The current reserves level, an increase of $2.6 billion from April’s level, is estimated to be sufficient to support eight months of imports and payment for the government’s short-term debts, according to the central bank.
It is also deemed to be above the international adequacy standard of about three months’ worth of imports and the highest reserves level since January before the coronavirus pandemic upended the country’s economy and the rupiah exchange rate.
“Bank Indonesia considers the reserve assets position able to support the external sector resilience and maintain macroeconomic and financial system stability,” the central bank said.
“Going forward, Bank Indonesia views that the reserves remain adequate, supported by the stability and upbeat outlook of the domestic economy.”
BI Governor Perry Warjiyo said on Friday that the reserves would increase in May, supported by global economic recovery as foreign investors started to flock back into Indonesian assets.
“A huge amount of capital inflow will boost the forex reserves level,” the governor said, adding that the relatively better financial market conditions compared to three months ago reduced the need for the central bank to conduct a market intervention.
The central bank reported Rp 18.67 trillion ($1.33 billion) in net inflows, mainly in sovereign debt papers, from the second week of May to the first week of June.
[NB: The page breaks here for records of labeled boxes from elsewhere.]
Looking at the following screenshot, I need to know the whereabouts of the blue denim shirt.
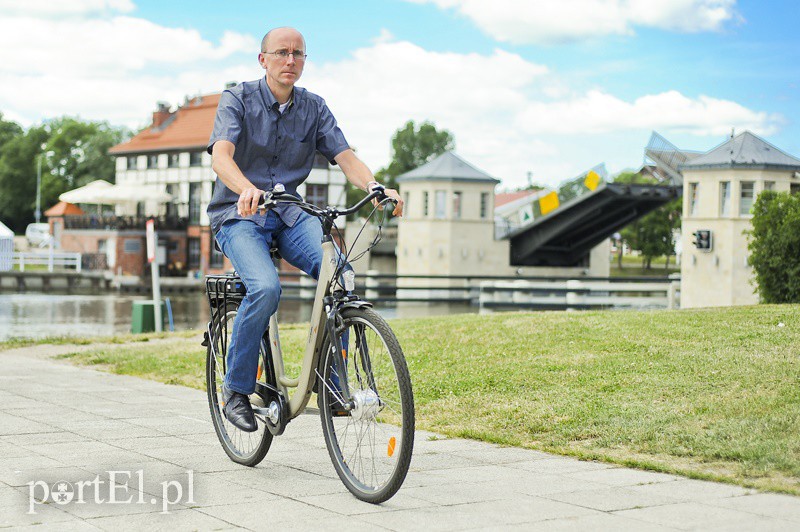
[208,78,349,232]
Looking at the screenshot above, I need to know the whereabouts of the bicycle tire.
[206,303,272,467]
[317,308,415,504]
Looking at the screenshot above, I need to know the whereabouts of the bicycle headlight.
[342,270,356,292]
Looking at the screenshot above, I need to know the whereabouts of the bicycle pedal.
[250,394,267,411]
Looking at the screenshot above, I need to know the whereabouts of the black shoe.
[222,388,258,432]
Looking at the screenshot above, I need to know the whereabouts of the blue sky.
[0,0,800,187]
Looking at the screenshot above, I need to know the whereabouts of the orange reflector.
[539,191,558,214]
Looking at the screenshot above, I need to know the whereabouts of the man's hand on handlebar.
[367,181,403,216]
[236,187,264,216]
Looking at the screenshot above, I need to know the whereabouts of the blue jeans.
[217,211,349,395]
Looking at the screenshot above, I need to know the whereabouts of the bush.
[747,190,800,303]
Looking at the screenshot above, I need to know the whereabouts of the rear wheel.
[206,304,272,466]
[318,308,414,503]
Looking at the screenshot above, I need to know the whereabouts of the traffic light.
[692,229,713,251]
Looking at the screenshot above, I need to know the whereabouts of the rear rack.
[206,273,247,309]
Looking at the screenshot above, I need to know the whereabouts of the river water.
[0,292,477,341]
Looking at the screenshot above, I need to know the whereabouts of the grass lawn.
[15,305,800,495]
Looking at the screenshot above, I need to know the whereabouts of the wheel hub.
[350,389,383,420]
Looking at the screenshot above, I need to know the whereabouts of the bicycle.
[203,185,414,504]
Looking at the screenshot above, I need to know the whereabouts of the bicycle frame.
[269,235,337,419]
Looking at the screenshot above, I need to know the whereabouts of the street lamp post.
[33,151,55,224]
[33,153,44,224]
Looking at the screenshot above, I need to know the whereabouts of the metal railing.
[64,214,188,231]
[11,252,82,272]
[268,271,680,311]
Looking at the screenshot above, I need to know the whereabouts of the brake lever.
[258,183,286,215]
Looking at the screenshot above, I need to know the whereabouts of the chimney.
[152,102,171,128]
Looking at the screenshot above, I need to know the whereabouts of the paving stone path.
[0,346,800,532]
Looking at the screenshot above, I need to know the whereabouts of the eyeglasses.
[261,50,308,61]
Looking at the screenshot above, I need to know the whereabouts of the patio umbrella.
[99,184,172,204]
[58,179,114,204]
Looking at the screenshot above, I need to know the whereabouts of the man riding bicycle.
[208,28,403,432]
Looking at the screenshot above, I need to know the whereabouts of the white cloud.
[0,9,782,190]
[0,0,135,18]
[301,41,782,185]
[407,0,741,44]
[0,16,258,77]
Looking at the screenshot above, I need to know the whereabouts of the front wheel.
[318,308,414,504]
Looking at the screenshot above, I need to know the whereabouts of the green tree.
[347,120,455,216]
[614,172,681,270]
[746,190,800,303]
[42,117,125,209]
[0,117,127,232]
[0,126,50,233]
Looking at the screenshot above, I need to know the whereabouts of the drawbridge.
[495,132,694,266]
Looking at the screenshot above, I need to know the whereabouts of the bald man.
[208,28,403,432]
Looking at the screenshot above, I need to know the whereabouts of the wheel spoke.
[320,309,414,502]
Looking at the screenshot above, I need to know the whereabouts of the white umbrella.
[98,184,172,204]
[58,179,114,203]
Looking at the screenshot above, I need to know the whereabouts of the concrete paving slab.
[543,486,679,512]
[88,509,239,532]
[627,478,756,502]
[703,490,800,528]
[614,502,764,530]
[569,467,681,486]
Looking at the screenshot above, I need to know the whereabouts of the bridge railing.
[11,252,82,272]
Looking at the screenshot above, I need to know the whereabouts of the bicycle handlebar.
[258,183,397,219]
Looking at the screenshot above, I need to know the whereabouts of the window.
[209,235,225,268]
[306,183,328,207]
[122,238,142,253]
[481,192,489,218]
[689,183,699,216]
[719,181,731,216]
[453,192,463,218]
[188,238,200,270]
[434,190,447,218]
[167,185,178,218]
[739,181,756,216]
[189,183,201,225]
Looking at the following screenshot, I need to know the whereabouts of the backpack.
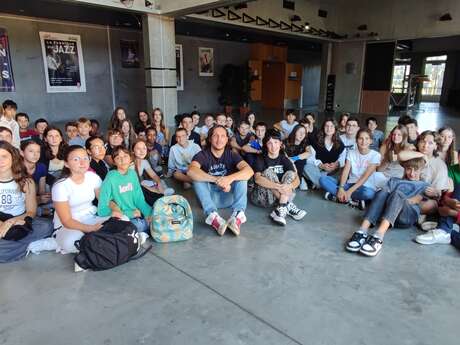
[150,195,193,242]
[74,218,152,271]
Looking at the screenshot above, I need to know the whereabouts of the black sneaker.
[348,200,366,211]
[270,206,288,225]
[346,232,367,253]
[359,235,383,256]
[287,202,307,220]
[324,192,337,201]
From April 1 to May 14, BI recorded $4.1 billion in net inflows.
A foreign-induced recovery in the financial market has buoyed the country’s currency as the rupiah rebounded almost 17 percent since the end of March to reach Rp 13,877 per US dollar on Monday, Bloomberg data show, erasing most of the losses it recorded in the first three months of the year amid fears of the outbreak.
Meanwhile, the government has sold Rp 420.8 trillion ($30 billion) worth of sovereign debt papers this year as of May 20 and will sell another Rp 990.1 trillion before the end of the year, according to the Finance Ministry data, as it moves to fund the battle against the economic fallout from the coronavirus crisis.
The government will raise the much-needed funds by selling sovereign debt papers in the domestic market, selling retail bonds worth around Rp 40 trillion to Rp 50 trillion, offering global bonds worth around $4 billion to $7 billion, among other measures.
The government expects a widening budget deficit of 6.34 percent of gross domestic product (GDP), an increase from earlier estimates of 6.27 percent in May and 5.01 percent at the end of March, as the government prepares to spend Rp 677 trillion to combat the pandemic.
“Going forward, we see that risks from the ongoing COVID-19 pandemic, while declining, will remain, leaving some uncertainty in the financial market,” said Bank Mandiri chief economist Andry Asmoro. “We also see that there will be a delay in inflow of foreign direct investment as the global value chain has been seriously damaged.”
However, imports tend to decelerate more than exports due to a halt in production and investment activities, he went on to say. “It may shrink the current account deficit, which will support Indonesia’s forex reserves in 2020.”